W sprawie tej bulwersujący jest niemal każdy jej aspekt. Postawienie policjantów przy łóżku dziecka, mimo iż nie jest ono więźniem, a rodzice nie zostali pozbawieni praw opiekuńczych. Zakazanie dalszego leczenia, motywując to „najlepszym interesem” pacjenta. Torpedowanie rozwoju medycyny poprzez niedopuszczanie do terapii tak samo, jak w przypadku Charliego Garda rok temu. To wszystko, i wiele innych rzeczy, stanowi o jakimś szaleństwie partycypujących w tym obłędzie osób i instytucji, lub jakimś głębokim zabobonie — bo przecież dla postronnego obserwatora oczywista jest wewnętrzna sprzeczność tych wyroków i poczynań, uważanie śmierci dziecka za jego „najlepszy interes” i zrozumienie, że szansą dla ludzkości jest właśnie pochylenie się nad chorym i ułomnym, a nie skazanie go na śmierć.

Dziwi też, że w polskich mediach historia Alfiego Evansa nie schodzi z nagłówków, a w litewskich (poza katolickimi) nie ma na ten temat dziś żadnej wzmianki.

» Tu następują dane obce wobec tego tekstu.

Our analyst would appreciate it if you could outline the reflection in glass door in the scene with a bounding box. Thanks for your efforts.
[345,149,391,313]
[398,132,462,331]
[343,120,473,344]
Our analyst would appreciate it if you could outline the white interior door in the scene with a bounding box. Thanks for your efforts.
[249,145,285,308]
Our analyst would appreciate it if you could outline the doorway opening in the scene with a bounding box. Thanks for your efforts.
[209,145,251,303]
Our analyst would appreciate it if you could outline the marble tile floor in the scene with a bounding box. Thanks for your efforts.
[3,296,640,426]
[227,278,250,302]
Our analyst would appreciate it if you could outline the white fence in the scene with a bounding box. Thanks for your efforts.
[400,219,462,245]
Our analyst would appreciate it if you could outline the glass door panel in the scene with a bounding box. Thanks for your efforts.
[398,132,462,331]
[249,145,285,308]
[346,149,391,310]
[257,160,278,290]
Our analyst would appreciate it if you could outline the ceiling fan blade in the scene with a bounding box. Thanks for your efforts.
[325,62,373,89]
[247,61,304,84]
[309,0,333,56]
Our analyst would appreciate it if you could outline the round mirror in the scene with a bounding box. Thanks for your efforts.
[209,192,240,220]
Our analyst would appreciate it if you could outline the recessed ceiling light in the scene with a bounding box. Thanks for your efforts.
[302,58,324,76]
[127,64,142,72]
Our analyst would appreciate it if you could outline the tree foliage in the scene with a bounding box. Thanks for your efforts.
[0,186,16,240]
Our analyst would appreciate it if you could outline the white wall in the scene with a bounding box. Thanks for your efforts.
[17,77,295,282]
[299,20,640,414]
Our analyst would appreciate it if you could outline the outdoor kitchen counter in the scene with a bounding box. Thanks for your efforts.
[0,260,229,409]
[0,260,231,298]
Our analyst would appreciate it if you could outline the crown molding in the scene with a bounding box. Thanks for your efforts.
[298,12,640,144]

Authors get paid when people like you upvote their post.
If you enjoyed what you read here, create your account today and start earning FREE STEEM!
Sort Order:  

@klonowski, let me be the first to welcome you to Steemit! Congratulations on making your first post!

I gave you a $.03 vote!

Would you be so kind as to follow me back in return?

Dla nich liczą się tylko pieniądze. Nie leczą go bo wiedzą, że praktycznie nie ma szans na przeżycie. Dla nich to pieniądze wyrzucone w błoto, ale nikt nie pomyślał o cierpieniu tego dziecka i jego bliskich.

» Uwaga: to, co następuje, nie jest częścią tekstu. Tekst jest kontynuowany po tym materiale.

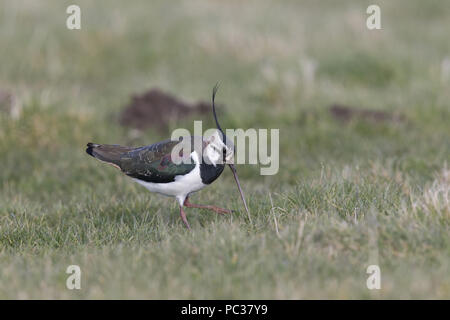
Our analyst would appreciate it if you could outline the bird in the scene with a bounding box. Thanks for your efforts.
[86,84,249,229]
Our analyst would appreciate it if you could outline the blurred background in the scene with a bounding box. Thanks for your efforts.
[0,0,450,298]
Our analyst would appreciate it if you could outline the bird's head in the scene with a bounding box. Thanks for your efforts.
[204,130,234,166]
[209,84,250,215]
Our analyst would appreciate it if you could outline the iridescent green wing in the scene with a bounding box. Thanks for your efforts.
[120,138,195,183]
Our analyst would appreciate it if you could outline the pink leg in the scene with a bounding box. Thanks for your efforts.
[184,198,231,214]
[180,206,191,229]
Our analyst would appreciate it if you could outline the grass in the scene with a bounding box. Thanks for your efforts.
[0,0,450,299]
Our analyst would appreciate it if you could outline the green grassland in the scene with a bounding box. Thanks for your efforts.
[0,0,450,299]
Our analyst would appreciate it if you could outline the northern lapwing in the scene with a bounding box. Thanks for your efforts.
[86,85,249,229]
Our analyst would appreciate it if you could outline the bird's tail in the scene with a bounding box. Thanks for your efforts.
[86,142,133,168]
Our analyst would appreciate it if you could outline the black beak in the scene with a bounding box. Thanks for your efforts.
[212,83,250,216]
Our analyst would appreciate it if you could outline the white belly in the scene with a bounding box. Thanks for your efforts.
[133,151,206,205]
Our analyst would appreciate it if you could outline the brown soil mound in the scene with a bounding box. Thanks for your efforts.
[119,88,211,131]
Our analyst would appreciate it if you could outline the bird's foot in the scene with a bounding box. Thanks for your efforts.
[184,198,233,214]
[180,206,191,230]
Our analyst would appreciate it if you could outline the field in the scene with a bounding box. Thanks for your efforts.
[0,0,450,299]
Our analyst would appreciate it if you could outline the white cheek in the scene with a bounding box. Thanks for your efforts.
[206,148,220,165]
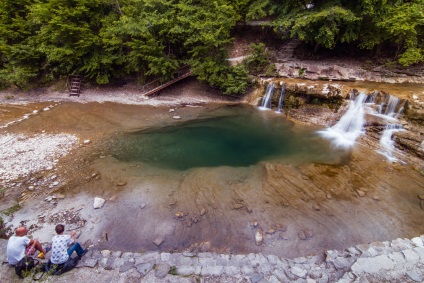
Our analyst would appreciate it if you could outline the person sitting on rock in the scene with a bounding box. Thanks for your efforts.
[6,226,49,265]
[50,224,86,264]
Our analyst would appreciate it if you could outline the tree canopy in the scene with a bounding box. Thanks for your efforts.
[0,0,424,94]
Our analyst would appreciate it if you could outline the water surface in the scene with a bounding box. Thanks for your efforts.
[109,106,339,170]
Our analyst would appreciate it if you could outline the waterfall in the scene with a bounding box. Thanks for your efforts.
[318,93,367,148]
[259,83,274,109]
[277,84,286,113]
[378,124,403,161]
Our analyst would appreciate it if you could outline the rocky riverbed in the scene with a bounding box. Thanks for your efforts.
[1,76,424,282]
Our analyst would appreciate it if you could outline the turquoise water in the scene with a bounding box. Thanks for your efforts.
[113,106,337,170]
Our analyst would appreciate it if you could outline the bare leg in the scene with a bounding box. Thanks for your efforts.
[33,240,46,253]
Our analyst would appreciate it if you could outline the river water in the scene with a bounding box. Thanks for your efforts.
[2,83,424,257]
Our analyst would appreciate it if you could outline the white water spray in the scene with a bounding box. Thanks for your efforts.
[318,93,367,148]
[277,84,286,113]
[377,124,403,162]
[259,83,274,110]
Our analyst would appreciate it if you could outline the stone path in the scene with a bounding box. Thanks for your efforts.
[0,235,424,283]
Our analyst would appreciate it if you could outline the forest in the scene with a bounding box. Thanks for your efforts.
[0,0,424,94]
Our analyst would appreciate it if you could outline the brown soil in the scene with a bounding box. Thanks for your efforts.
[2,77,424,257]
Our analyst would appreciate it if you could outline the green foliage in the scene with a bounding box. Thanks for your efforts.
[168,266,178,275]
[0,0,424,90]
[244,43,270,75]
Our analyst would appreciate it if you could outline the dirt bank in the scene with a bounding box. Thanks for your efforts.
[1,76,424,258]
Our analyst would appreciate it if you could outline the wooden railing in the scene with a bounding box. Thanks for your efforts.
[141,66,192,96]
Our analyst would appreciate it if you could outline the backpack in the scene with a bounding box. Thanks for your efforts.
[44,257,79,275]
[15,256,40,278]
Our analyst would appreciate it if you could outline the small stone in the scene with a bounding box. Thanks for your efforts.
[233,203,243,209]
[119,261,134,273]
[175,211,184,218]
[84,258,97,268]
[100,250,111,257]
[135,262,153,276]
[93,197,106,209]
[356,190,365,197]
[406,270,423,282]
[255,229,264,246]
[155,263,171,278]
[116,181,127,187]
[153,237,164,247]
[250,273,264,283]
[266,227,276,235]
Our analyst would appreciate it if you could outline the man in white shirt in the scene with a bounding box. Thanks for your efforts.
[6,226,47,265]
[50,224,86,264]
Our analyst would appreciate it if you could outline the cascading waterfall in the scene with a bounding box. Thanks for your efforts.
[378,124,403,161]
[318,93,367,148]
[319,93,405,161]
[259,83,274,109]
[277,84,286,113]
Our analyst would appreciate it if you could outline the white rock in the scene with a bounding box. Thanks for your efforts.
[93,197,106,209]
[411,237,424,247]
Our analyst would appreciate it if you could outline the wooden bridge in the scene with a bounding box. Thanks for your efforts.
[141,66,192,96]
[66,75,82,96]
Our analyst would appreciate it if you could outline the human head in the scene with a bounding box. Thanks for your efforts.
[55,224,65,234]
[15,226,28,237]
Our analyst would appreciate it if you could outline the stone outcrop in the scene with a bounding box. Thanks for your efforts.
[275,61,424,83]
[0,235,424,283]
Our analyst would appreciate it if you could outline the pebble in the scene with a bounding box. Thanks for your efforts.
[93,197,106,209]
[255,228,264,246]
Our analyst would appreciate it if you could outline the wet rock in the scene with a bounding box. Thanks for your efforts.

Z tego co wiem to dziecko urodziło się prawie bez mózgu, więc nie wiem czy jest co leczyć

Dziecko urodziło się z mózgiem, natomiast cierpi na mało zbadany zespół degeneracyjny tkanki nerwowej — to dość znacząca różnica. Z tego względu możliwość jego diagnozowania i leczenia w innym szpitalu jest nie tylko światełkiem nadziei na jego przeżycie i jakąś jakość życia, ale również możliwością lepszego zbadania choroby i być może stworzenia lepszych szans dla innych na nią cierpiących.

A nawet gdyby tak było — w świetle ostatnich wydarzeń jest jasne, że mogłoby zrobić błyskotliwą karierę w brytyjskim wymiarze sprawiedliwości.